Pandemia e monumenti, l’arte di Bricola è grido di libertà

Dipinto di Silvano Bricola su San Giovanni a Torno

Riappropriarsi della cultura, dell’arte e del sapere nonostante la pandemia. Anzi proprio a causa dell’emergenza, e delle regole imposte alla convivenza civile, riscoprire il bello e la conoscenza come fonti per spegnere una sete che i tempi hanno accresciuto.

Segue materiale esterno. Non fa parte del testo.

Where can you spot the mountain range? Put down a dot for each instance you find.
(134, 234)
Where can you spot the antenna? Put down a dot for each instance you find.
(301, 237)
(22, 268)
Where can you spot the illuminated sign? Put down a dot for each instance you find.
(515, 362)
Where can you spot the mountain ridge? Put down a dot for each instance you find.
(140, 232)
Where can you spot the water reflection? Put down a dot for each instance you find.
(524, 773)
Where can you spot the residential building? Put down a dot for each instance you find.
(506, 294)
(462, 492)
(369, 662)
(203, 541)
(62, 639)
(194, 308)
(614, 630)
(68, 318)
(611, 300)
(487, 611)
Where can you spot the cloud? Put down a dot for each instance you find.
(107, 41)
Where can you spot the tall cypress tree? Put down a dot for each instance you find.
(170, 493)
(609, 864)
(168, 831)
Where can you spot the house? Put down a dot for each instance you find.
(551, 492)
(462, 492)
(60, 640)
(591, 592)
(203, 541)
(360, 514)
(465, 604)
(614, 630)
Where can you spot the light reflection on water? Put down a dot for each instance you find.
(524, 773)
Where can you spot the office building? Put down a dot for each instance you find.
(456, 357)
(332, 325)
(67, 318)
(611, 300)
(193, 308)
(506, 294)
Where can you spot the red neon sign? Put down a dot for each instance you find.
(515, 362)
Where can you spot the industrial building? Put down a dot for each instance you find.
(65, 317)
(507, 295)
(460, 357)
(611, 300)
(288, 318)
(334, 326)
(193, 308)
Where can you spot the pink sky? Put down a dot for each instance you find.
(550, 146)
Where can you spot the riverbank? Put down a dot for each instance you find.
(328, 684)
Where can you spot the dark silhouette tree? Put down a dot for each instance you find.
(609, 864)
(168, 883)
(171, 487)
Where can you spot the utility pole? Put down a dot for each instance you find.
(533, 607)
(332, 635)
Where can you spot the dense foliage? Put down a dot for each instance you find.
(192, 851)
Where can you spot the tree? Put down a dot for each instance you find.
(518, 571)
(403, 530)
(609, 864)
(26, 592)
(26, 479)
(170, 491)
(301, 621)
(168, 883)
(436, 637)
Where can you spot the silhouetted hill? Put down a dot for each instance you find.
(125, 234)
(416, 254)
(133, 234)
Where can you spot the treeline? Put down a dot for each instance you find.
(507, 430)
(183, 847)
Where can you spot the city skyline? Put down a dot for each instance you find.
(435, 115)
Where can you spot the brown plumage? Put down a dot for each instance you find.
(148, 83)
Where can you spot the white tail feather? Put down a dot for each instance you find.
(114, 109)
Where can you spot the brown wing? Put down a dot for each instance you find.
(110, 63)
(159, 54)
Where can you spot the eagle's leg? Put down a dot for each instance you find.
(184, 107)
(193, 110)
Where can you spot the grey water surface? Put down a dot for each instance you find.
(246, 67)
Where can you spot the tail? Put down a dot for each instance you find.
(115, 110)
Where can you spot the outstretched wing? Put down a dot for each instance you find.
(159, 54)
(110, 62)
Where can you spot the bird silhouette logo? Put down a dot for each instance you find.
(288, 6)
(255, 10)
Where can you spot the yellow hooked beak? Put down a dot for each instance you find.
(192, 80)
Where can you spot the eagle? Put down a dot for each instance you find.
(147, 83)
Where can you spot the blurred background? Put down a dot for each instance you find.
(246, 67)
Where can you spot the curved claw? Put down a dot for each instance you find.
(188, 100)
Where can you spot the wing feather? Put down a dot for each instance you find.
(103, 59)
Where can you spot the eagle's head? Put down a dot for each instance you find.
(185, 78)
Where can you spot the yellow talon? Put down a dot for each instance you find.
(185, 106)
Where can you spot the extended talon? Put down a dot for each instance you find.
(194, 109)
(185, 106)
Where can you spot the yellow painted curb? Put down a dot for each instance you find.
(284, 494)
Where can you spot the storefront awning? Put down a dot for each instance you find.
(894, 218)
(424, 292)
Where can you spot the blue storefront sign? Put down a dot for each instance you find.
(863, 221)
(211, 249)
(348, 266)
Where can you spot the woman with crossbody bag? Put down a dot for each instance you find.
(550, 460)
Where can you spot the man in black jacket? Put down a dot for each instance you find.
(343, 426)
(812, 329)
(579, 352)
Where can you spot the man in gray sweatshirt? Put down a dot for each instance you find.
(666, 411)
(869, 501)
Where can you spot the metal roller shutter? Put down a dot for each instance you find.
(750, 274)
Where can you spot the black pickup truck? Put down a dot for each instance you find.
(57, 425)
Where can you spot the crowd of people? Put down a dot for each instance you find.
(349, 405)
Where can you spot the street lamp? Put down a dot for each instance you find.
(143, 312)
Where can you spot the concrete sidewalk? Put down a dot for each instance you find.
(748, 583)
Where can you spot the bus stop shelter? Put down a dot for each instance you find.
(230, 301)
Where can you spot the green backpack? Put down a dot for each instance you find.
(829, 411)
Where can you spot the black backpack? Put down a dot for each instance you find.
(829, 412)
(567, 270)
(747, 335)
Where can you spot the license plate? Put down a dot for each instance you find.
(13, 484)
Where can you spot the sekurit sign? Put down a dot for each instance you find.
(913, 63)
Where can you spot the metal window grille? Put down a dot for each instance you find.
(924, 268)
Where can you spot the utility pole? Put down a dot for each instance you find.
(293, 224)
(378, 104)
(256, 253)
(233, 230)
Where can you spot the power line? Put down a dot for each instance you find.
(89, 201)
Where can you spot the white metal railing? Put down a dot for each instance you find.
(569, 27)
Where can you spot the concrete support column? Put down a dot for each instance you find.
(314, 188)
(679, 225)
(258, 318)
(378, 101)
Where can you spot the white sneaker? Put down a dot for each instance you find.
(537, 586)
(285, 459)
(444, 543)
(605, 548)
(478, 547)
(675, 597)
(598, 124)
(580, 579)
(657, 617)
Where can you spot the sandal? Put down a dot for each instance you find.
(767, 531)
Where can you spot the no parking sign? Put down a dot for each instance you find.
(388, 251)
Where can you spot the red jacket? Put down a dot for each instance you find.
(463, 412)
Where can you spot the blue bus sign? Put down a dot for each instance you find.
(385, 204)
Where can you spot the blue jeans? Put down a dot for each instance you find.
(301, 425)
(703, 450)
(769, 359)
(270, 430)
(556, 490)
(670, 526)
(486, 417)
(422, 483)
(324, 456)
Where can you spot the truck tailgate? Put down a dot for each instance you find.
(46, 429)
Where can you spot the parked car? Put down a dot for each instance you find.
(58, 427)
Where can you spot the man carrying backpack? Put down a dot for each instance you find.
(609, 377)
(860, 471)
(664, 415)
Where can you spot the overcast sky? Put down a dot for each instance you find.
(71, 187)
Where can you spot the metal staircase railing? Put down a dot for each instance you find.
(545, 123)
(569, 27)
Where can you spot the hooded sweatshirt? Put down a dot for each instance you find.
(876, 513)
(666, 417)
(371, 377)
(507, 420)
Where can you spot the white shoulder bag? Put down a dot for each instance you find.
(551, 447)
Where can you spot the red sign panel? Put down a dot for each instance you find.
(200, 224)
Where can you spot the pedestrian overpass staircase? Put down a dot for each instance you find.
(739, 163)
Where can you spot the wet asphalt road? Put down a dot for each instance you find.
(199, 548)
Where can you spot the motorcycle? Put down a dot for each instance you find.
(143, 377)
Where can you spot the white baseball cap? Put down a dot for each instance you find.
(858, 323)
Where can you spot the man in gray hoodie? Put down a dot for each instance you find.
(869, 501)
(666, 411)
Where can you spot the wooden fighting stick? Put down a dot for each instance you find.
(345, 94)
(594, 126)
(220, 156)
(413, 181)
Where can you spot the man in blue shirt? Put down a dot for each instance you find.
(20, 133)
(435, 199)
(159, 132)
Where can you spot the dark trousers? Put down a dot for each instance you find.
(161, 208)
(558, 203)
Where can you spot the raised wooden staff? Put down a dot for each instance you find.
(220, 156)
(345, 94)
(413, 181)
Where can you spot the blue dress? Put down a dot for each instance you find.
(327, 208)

Il pittore Silvano Bricola ha realizzato fin dallo scorso anno una serie di interpretazioni, con tecniche miste, dei monumenti più importanti del territorio lariano, che ha declinato con il suo linguaggio vibrante e dinamico teso tra classicità e modernità in una serie dal titolo “Posso uscire?”, con cittadini e turisti, opportunamente al riparo dal contagio con maschere e guanti, che si apprestano a un grand tour lariano. Ed ecco scorrere le immagini della basilica romanica di Sant’Abbondio, della “casa della cultura” dei comaschi per eccellenza che è la neoclassica Villa Olmo, di San Vincenzo in Galliano a Cantù, di Santa Maria del Tiglio a Gravedona, di Villa Camilla a Olgiate. Il progetto di Bricola tocca anche le province di Varese e Lecco con i loro monumenti e si compone di una trentina di tappe. Oltre alla versione pittorica Bricola ha anche realizzato alcune incisioni sempre sullo stesso tema.